The Last Man on Earth/The Omega Man/I Am Legend
Richard Matheson’s 1954 novel I Am Legend, which told the story of the (seemingly) sole human survivor of a worldwide pandemic, inspired three cinematic adaptations: the 1964 Vincent Price vehicle The Last Man on Earth (directed by Ubaldo Ragona and Sidney Salkow), the 1971 Charlton Heston starrer The Omega Man (from director Boris Sagal), and the 2007 Will Smith picture I Am Legend (helmed by Francis Lawrence). Though the details of the three films differ — in terms of both their narrative arcs and the vampire/zombie/monster qualities of their primary antagonists — all three delve into the intriguing possibilities of having the earth pretty much to oneself.
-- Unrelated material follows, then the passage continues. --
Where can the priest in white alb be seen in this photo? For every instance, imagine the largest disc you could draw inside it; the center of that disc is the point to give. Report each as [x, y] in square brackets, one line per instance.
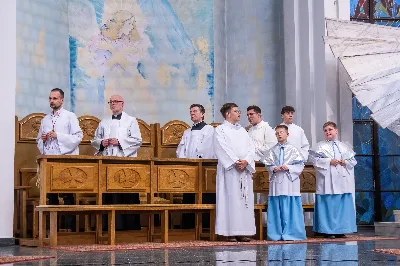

A pandemic or nuclear apocalypse is one thing — it happens, and then it’s over — but Alfonso Cuaron’s Children of Men (adapted from the novel by P.D. James) imagines a more protracted dying out of humanity: a plague of utterly inexplicable infertility. Set in 2027, and beginning with the murder of the world’s youngest person (“Baby Diego,” 18 years old), the world of Children of Men is an understandably hopeless and despairing one, in which a violent and chaotic society is on the verge of collapse. But Children of Men is also that rarest of apocalyptic tales: a story of hope and faith, in which mankind might just stand a chance after all.